Moreover, Petitioner's argument regarding the Ashcroft Memorandum and the "fast track" program must also fail. As Judge Payne described in United States v. Hernandez-Montealegre, 445 F.Supp.2d 646 (E.D. Va. 2006),

Fast-track programs began informally in districts along the Mexican border, where district courts were increasingly overwhelmed by high caseloads related to immigration violations. To alleviate this burden, federal prosecutors engaged in charge-bargaining and agreed to move for downward departures in return for expedited guilty pleas. Congress formally sanctioned such early disposition programs in the Prosecutorial Remedies and Tools Against the Exploitation of Child Today Act of 2003 ("PROTECT Act")..., in which it authorized the Attorney General to create and implement programs to aid jurisdictions overwhelmed by high caseloads related to a particular offense or category of offenses. Congress also directed the Sentencing Commission to promulgate a policy statement authorizing a departure of not more than four levels in cases where the United States moved for a downward departure pursuant to an early disposition program.

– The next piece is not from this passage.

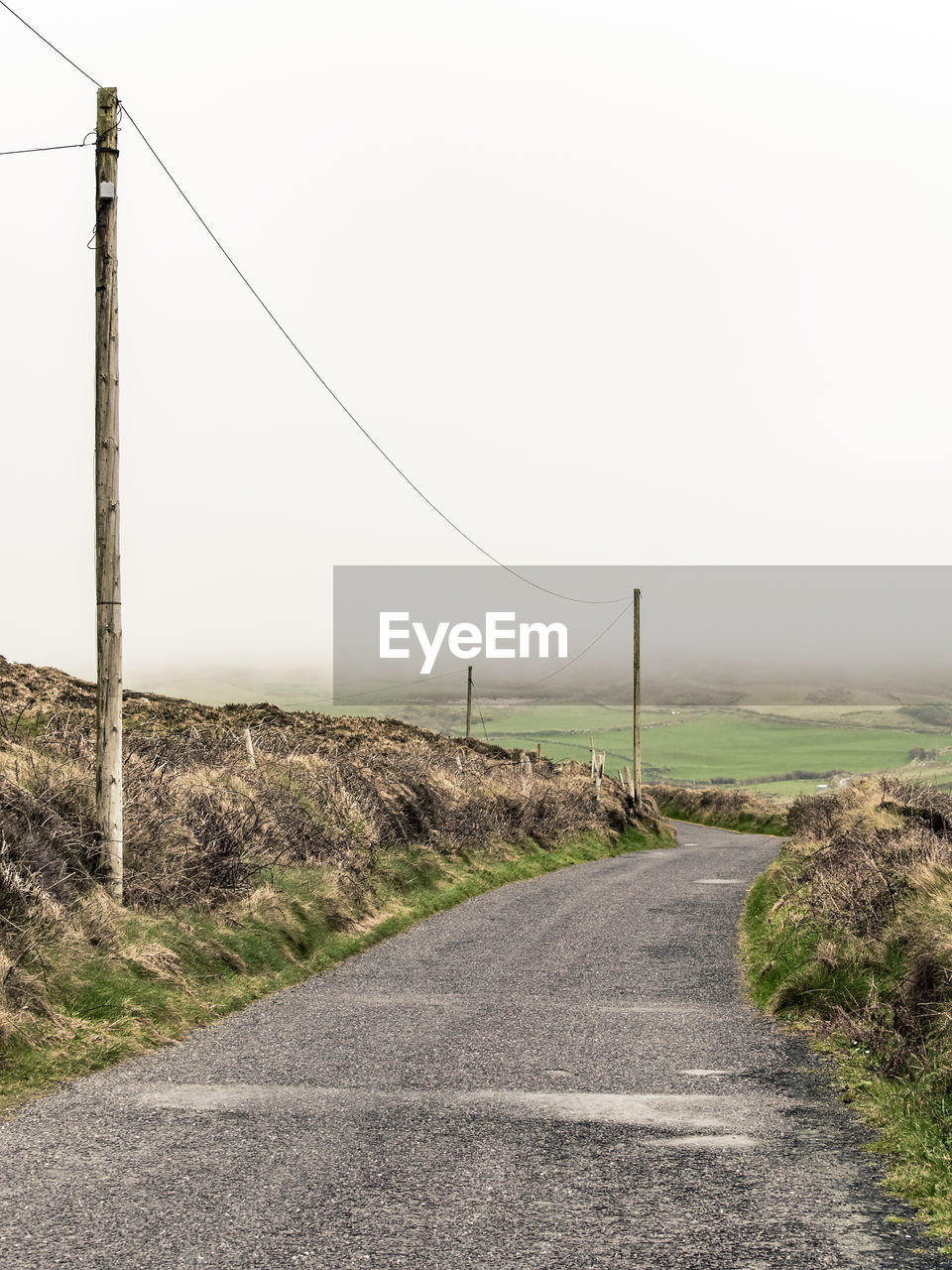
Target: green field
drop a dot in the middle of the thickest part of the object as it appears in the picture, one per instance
(734, 744)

The Commission complied in U.S.S.G. § 5K3.1.

445 F.Supp.2d at 658. The Ashcroft Memorandum "sets forth the general criteria that must be satisfied in order to obtain Attorney General authorization for fast-track' programs and the procedures by which U.S. Attorneys may seek such authorization." (Gov'ts Resp., Ex. 3, at pg. 1.) The Ashcroft Memorandum specifies that "these programs are reserved for exceptional circumstances." (Id. ) Although the Deputy Attorney General authorized fast-track programs in 13 districts for illegal reentry offenses under 8 U.S.C. § 1326, "no such early disposition program has been authorized in the Eastern District of Virginia." 445 F.Supp.2d at 659. Because fast-track programs are not recognized in the Eastern District of Virginia, id., Petitioner cannot demonstrate that counsel's failure to request a downward departure based on the Ashcroft Memorandum fell below an objective standard of reasonableness. Strickland, 466 U.S. at 687. Any such request would have been "flatly rejected." (Gov'ts Resp. at 12.) Therefore, Petitioner's first ground for relief must be denied.

(2) Ground Two

In his second ground for relief, Petitioner claims that counsel was ineffective because counsel failed to take any action in blocking the upward variance at sentencing. In response, the Government argues that Petitioner's claim lacks merit because the United States abided by the terms of the plea agreement and Petitioner's counsel could not have argued that the agreement prohibited the upward variance. (Gov'ts Resp. at 13.)

The plea agreement provided the following:

The United States will recommend to the Court that:
1. The applicable guideline section for the charge contained in Count One of the Indictment is USSG § 2L2.1.
2. The total offense level for the offense charged in Count One should be 17 based on the following calculations:
• The base offense level under USSG § 2L2.1 is 11, plus 9 additional levels under USSG § 2L2.1(b)(2)(C) because the defendant's conduct involved over 100 fraudulent documents.
• The defendant timely notified the authorities of his intention to plead guilty in this matter, entitling him to a 3-level reduction for acceptance of responsibility under § 3E1.1.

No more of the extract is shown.